References and source material for this article includes:
Ref. 1. Beck, A., Emery, G., and Greenberg, R. Anxiety disorders and phobias: A Cognitive Perspective. Basic Books, 2005.
Ref. 2. Ingen, D., Freiheit, S., & Vye, C. From the Lab to the Clinic: Effectiveness of cognitive-Behavioral Treatments for Anxiety Disorders. Professional Psychology: Research and Practice 2009, Vol. 40, No 1, 69-74.
Ref. 3. Butler, A.C., Chapman, J.E., Forman, E.M., & Beck, A.T. The empirical status of cognitive-behavioral therapy: A review of meta-analyses. Clinical Psychology Review 2006, No. 26, 17-31.
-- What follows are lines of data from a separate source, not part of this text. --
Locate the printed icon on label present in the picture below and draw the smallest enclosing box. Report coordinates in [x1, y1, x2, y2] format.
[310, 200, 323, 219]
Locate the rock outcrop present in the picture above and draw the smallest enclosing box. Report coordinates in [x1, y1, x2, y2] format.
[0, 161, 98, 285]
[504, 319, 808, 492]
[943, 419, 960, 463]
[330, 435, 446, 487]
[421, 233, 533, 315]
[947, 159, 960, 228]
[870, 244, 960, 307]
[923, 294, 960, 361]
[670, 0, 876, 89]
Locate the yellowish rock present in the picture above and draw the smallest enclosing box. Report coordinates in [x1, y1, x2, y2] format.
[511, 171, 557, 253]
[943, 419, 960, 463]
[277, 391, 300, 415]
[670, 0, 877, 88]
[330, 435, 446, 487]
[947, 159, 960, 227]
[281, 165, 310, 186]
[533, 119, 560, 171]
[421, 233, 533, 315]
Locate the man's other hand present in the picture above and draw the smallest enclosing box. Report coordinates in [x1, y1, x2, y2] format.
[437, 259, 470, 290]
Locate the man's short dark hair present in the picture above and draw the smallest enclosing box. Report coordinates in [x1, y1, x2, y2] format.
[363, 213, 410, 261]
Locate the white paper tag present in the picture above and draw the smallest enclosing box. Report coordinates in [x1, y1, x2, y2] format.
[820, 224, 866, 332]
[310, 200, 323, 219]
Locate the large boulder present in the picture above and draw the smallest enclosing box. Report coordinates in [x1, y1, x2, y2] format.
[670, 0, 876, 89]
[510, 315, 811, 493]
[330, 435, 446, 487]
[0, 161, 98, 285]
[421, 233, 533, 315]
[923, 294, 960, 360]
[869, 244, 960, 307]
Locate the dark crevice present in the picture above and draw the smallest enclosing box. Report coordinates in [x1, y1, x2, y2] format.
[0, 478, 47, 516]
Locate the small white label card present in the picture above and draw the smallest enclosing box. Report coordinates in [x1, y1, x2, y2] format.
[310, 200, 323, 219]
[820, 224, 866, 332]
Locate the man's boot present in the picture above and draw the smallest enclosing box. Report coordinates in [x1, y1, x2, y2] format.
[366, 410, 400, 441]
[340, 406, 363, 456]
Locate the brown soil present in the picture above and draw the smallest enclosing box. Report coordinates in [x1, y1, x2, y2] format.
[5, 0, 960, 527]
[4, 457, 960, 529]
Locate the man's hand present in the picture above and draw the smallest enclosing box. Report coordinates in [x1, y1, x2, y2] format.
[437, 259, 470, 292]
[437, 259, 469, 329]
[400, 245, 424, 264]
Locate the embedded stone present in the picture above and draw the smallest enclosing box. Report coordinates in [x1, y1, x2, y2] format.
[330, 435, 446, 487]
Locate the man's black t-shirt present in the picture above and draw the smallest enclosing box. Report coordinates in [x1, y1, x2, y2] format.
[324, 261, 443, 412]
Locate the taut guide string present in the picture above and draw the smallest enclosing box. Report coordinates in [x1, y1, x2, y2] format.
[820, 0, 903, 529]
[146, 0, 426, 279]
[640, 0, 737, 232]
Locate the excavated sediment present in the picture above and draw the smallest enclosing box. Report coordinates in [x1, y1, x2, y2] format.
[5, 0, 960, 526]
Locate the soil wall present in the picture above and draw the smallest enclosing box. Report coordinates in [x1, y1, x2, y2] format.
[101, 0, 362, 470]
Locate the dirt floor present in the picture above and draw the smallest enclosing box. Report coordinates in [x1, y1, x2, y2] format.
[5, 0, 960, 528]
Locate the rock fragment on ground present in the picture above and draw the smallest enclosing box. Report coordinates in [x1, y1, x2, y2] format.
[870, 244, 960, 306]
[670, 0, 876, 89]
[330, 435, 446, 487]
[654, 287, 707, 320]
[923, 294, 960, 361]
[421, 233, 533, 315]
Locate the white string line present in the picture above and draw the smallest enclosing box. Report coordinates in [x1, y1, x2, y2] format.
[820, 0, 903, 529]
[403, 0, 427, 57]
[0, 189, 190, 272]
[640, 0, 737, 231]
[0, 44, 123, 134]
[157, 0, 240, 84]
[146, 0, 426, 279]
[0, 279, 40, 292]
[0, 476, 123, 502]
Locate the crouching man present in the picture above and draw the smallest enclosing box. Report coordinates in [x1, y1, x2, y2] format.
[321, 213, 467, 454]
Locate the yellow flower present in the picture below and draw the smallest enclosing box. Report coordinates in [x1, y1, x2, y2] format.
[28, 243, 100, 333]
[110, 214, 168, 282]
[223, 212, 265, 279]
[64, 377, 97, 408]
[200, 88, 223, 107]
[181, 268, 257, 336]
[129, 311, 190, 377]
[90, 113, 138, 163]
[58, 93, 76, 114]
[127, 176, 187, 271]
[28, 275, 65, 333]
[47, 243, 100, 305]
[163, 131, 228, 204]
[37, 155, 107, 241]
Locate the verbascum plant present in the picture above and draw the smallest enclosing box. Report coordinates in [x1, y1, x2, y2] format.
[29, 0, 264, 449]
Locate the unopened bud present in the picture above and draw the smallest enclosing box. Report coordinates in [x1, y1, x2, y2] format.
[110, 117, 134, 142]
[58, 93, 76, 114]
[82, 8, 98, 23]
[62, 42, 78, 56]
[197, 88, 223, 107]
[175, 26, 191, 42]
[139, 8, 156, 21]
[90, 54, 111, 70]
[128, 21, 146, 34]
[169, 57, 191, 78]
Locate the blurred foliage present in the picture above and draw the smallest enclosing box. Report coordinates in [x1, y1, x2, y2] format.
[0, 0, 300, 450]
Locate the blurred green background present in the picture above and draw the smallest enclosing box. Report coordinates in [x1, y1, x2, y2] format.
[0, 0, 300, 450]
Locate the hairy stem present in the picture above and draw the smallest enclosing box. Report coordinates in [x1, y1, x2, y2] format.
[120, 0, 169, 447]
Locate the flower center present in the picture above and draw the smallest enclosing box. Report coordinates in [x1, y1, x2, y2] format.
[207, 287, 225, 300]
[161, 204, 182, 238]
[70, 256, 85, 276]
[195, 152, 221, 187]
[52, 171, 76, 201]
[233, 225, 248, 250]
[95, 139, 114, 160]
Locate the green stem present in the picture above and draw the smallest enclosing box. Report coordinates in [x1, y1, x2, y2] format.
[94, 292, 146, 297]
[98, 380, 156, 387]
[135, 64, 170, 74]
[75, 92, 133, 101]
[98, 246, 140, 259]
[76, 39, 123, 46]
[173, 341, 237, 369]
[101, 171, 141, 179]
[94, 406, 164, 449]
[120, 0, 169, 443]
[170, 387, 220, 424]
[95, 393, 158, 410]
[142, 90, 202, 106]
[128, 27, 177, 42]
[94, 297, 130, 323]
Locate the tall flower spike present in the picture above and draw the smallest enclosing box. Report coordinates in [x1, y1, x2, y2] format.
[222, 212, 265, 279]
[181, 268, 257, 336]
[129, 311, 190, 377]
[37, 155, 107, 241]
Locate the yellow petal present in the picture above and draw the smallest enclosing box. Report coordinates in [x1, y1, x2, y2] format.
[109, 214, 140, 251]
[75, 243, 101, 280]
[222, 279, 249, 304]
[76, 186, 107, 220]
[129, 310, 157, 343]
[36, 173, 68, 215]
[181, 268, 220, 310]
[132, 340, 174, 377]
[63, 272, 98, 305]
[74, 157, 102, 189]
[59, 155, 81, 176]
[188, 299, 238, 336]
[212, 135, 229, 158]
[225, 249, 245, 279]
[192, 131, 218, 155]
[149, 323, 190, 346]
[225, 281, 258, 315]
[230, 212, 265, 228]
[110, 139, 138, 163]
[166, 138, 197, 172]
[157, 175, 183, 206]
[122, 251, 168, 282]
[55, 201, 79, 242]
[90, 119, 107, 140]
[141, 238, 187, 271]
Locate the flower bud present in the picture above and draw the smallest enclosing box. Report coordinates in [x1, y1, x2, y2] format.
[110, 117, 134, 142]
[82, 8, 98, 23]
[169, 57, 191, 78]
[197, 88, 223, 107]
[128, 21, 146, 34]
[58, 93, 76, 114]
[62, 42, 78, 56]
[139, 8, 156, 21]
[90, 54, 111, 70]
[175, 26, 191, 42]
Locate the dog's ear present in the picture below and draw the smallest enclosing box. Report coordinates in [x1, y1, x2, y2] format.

Ref. 4. Steward, R.E., & Cambless, D.L. Cognitive-Behavioral Therapy for Adult Anxiety Disorders in Clinical Practice: A Meta-Analysis of Effectiveness Studies. Journal of Consulting & Clinical, 2009, Vol. 77, Issue 4 (August).
Ref. 5. Leichsenring, F., Salzer, S., Ulrich, J., Kachele, H, et al. Short-Term Psychodynamic Psychotherapy and Cognitive-Behavioral Therapy in Generalized Anxiety Disorder: A Randomized, Controlled Trial. American Journal of Psychiatry
(August, vol. 166, #8).
Bourne, E. The Anxiety & Phobia Workbook, Fourth Edition. New Harbinger Publications, 2005.
Morris, T.L., & March, J.S. eds. Anxiety Disorders in Children and Adolescents. Guilford Press, New York, 2004.